Takeaway : This dataset has 75% accuracy and used the GLM model for prediction using single variable & multi variable as the predictor.

Logistic Regression using Single Variable as Predictor

Source Code Details :

install.packages("caret")
library(tidyverse)
install.packages("caret")
library(caret)
install.packages("mlbench")
library(mlbench)
data("PimaIndiansDiabetes2")
View(PimaIndiansDiabetes2)
library(dplyr)

###Remove the na values from the dataset before moving to EDA : 
PimaIndiansDiabetes2 <-  na.omit(PimaIndiansDiabetes2)
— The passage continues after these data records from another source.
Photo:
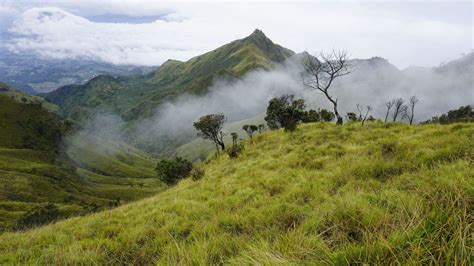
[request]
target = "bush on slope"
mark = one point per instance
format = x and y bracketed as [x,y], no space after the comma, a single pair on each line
[374,194]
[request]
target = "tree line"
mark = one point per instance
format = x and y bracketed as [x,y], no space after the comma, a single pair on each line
[287,112]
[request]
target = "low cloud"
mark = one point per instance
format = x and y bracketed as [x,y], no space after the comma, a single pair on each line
[407,33]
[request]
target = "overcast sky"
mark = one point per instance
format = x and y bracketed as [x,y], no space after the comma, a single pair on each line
[423,33]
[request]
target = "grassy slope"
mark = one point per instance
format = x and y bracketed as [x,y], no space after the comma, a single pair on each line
[394,194]
[200,149]
[138,96]
[34,169]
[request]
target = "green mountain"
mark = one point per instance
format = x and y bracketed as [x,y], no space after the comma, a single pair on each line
[43,160]
[136,97]
[325,194]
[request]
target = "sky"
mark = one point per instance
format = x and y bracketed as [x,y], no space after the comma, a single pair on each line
[423,33]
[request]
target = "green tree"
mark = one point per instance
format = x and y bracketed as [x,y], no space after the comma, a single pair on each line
[170,171]
[285,112]
[210,127]
[250,129]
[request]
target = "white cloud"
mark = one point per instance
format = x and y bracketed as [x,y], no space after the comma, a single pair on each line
[394,31]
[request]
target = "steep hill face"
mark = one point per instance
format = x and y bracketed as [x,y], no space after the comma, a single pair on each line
[43,161]
[138,96]
[33,74]
[326,194]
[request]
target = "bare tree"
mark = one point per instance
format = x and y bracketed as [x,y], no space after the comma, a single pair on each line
[368,108]
[210,127]
[322,70]
[398,108]
[360,109]
[413,101]
[389,105]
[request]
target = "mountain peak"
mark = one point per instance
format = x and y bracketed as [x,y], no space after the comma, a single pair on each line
[259,37]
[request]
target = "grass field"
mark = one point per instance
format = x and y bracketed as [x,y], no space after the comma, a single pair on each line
[42,162]
[378,194]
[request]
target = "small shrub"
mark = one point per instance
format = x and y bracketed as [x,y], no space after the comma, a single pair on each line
[39,216]
[235,150]
[388,149]
[197,173]
[170,171]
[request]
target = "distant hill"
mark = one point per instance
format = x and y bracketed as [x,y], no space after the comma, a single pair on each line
[43,160]
[138,96]
[325,194]
[135,99]
[33,74]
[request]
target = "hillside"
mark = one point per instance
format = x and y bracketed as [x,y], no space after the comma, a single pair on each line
[44,161]
[379,194]
[34,74]
[138,96]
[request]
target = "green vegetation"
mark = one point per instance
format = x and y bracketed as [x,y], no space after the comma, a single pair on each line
[45,175]
[462,114]
[137,97]
[326,194]
[171,171]
[199,149]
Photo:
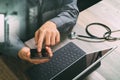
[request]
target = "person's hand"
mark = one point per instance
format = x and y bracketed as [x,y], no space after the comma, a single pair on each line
[47,34]
[24,54]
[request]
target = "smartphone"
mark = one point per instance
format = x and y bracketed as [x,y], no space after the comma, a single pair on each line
[36,55]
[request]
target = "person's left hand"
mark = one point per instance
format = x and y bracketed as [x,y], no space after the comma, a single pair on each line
[47,34]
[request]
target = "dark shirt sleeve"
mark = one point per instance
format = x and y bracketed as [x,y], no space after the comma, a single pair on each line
[67,16]
[12,47]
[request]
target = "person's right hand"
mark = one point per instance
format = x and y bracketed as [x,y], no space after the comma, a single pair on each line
[24,54]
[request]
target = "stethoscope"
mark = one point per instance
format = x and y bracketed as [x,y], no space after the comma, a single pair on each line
[93,38]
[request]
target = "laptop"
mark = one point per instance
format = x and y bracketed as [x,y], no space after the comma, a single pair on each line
[69,62]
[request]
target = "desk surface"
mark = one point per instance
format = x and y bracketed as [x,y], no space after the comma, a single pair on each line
[106,12]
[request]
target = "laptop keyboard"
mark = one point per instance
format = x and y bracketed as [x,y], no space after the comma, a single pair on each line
[62,59]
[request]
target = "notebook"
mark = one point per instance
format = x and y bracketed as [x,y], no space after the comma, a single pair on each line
[68,63]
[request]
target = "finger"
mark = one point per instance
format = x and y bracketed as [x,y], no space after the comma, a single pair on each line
[57,40]
[52,41]
[36,37]
[47,38]
[49,51]
[26,56]
[40,40]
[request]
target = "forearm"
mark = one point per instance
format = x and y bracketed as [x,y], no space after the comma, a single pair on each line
[67,17]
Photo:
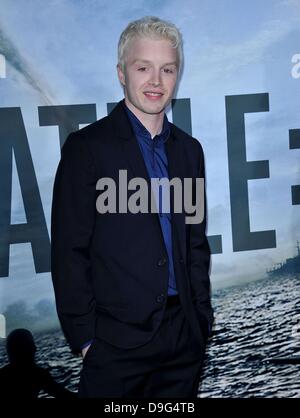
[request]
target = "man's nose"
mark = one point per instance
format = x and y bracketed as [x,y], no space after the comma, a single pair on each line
[155,78]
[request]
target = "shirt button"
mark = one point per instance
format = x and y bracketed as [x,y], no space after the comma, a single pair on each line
[161,262]
[160,298]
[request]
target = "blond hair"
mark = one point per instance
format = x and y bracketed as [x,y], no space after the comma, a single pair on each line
[151,27]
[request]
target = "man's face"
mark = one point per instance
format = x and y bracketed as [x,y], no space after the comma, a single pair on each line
[151,71]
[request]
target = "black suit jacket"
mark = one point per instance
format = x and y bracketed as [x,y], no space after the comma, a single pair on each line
[110,271]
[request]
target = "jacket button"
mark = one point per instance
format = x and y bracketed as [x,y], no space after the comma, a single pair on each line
[161,262]
[160,298]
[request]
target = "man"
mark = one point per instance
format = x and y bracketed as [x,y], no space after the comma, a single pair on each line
[132,289]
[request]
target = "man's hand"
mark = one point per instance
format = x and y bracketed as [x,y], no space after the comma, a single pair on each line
[85,350]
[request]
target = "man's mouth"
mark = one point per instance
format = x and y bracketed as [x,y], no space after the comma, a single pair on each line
[153,95]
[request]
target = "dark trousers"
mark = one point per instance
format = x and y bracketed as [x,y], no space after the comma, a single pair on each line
[167,366]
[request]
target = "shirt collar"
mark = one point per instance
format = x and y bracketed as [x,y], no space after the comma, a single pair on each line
[141,131]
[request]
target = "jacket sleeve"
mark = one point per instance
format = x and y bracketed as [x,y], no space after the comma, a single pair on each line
[199,263]
[72,224]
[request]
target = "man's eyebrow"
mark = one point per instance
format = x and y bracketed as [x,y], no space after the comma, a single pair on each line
[149,62]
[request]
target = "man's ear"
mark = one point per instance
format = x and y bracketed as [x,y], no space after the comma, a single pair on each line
[121,75]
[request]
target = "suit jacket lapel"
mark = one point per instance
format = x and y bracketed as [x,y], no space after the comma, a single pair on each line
[175,154]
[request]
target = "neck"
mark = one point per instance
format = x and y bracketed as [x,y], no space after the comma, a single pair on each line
[152,122]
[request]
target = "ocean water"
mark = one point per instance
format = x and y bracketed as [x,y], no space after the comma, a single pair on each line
[254,323]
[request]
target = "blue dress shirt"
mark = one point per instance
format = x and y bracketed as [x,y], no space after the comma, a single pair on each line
[155,157]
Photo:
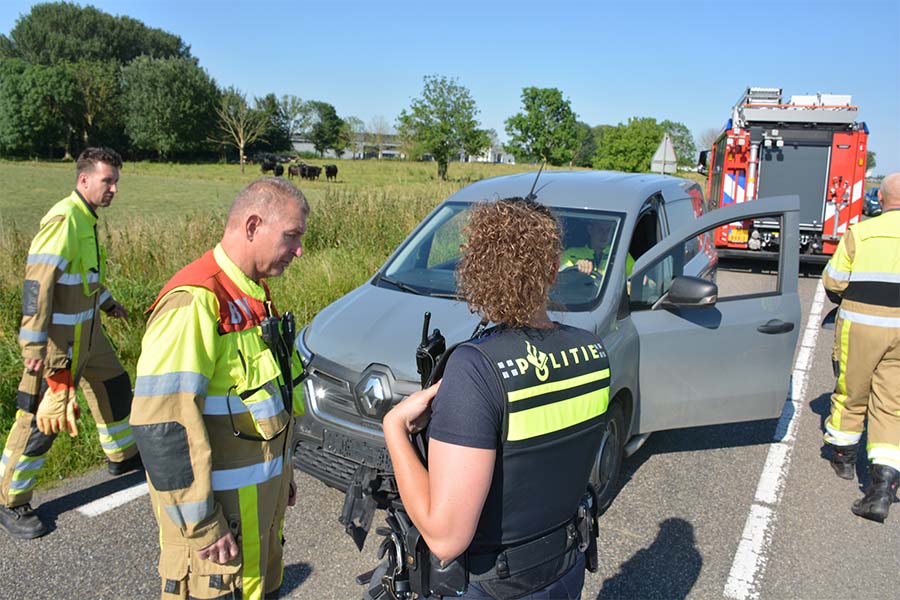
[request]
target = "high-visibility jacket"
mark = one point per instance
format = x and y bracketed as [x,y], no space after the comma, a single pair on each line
[64,284]
[865,271]
[571,256]
[556,387]
[205,375]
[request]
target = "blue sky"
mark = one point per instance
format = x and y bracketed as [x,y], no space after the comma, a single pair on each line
[683,61]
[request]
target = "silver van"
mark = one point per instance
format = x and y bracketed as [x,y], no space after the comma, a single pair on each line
[675,349]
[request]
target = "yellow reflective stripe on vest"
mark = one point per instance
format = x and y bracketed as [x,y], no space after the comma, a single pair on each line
[556,386]
[559,415]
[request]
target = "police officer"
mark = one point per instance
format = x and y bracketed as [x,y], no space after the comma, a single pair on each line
[214,402]
[63,344]
[864,277]
[515,423]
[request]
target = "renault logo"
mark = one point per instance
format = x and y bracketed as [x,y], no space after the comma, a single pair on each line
[373,393]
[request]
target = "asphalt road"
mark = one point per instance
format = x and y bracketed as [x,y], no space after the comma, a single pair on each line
[734,511]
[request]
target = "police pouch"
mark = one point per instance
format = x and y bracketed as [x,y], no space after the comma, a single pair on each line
[427,576]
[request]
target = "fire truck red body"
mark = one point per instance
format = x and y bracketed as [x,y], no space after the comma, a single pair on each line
[811,146]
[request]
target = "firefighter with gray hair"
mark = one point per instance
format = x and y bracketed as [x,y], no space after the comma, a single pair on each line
[863,276]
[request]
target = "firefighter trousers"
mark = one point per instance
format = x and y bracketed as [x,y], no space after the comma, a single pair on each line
[866,360]
[255,515]
[107,389]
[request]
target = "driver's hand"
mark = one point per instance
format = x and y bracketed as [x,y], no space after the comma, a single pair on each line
[585,266]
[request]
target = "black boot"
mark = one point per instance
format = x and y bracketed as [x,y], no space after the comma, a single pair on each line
[21,522]
[843,460]
[880,494]
[129,464]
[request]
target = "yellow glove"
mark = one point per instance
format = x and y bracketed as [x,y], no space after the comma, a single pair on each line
[58,410]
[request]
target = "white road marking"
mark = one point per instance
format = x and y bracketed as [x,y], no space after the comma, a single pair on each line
[750,558]
[98,507]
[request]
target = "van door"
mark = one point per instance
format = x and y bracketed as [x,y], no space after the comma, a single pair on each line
[723,363]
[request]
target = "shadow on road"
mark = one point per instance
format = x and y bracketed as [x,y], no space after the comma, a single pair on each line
[671,563]
[294,576]
[50,511]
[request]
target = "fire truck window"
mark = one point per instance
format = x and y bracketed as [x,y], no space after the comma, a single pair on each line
[743,277]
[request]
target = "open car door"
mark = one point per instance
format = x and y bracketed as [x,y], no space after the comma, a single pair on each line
[706,359]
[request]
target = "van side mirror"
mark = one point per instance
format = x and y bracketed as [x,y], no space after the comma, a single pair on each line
[689,292]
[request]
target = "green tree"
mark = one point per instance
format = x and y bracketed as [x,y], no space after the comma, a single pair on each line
[546,130]
[683,141]
[169,105]
[442,122]
[327,127]
[298,114]
[629,147]
[587,146]
[34,103]
[56,32]
[239,125]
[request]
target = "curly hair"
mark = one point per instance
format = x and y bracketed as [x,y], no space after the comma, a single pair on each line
[509,260]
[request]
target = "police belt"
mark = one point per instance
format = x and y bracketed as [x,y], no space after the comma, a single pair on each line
[520,558]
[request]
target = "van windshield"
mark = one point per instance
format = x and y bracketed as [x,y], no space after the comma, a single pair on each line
[427,261]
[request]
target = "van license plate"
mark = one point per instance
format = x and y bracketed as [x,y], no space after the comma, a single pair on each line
[358,451]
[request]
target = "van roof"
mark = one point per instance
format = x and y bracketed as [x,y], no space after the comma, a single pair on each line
[605,190]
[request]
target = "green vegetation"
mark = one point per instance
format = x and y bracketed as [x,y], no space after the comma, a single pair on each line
[166,215]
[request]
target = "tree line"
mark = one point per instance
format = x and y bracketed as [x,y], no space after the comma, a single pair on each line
[74,76]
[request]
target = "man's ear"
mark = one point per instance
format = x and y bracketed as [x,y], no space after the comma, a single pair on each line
[251,226]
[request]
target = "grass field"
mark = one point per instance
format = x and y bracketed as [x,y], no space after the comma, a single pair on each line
[165,215]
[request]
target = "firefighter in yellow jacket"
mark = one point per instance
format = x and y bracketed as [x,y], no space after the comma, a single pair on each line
[217,388]
[864,276]
[63,344]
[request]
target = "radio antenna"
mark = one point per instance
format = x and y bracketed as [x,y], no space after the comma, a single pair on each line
[531,195]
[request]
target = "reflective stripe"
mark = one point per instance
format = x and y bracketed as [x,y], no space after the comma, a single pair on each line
[557,386]
[180,382]
[30,463]
[872,320]
[836,437]
[32,336]
[542,420]
[264,409]
[114,428]
[119,444]
[76,278]
[20,486]
[875,276]
[232,479]
[251,575]
[190,512]
[835,274]
[48,259]
[73,319]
###Creating Partitions and defining the samples from the dataset : training_samples <- PimaIndiansDiabetes2$diabetes %>%
createDataPartition(p = 0.8, list = FALSE)

###Segregating training and testing data separately : 

trainingdata_samples <- PimaIndiansDiabetes2[training_samples,]

testigdata_sample <- PimaIndiansDiabetes2[-training_samples,]

###Building up the model : 

model <- glm(diabetes ~., data = trainingdata_samples, family = binomial())
summary(model)

###Making Predictions 😀 
probability <- model %>%
predict(testigdata_sample, type = "response")
predicted.classes <- ifelse(probability > 0.5, "pos","neg")

###Model Accuracy : 
mean(predicted.classes == testigdata_sample$diabetes)
model <- glm(diabetes ~ glucose, data = trainingdata_samples, family = binomial)
summary(model) $coef

newdata <- data.frame(glucose = c(20,150))
probability_1 <- model %>% predict(newdata, type = "response")
predicted.classes_1 <- ifelse(probability_1 > 0.5, "pos","neg")
predicted.classes_1

trainingdata_samples %>%
mutate(prob = ifelse(diabetes == "pos", 1,0)) %>%
ggplot(aes(glucose,prob)) +
geom_point(alpha = 0.2) +
geom_smooth(method = "glm", method.args = list(family = "binomial")) +

 labs(

    title = "Logistic Regression Model (Taking Glucose as single predictor variable)",

    x = "Plasma Glucose Concentration",

    y = "Probability of being Diabetes"

 )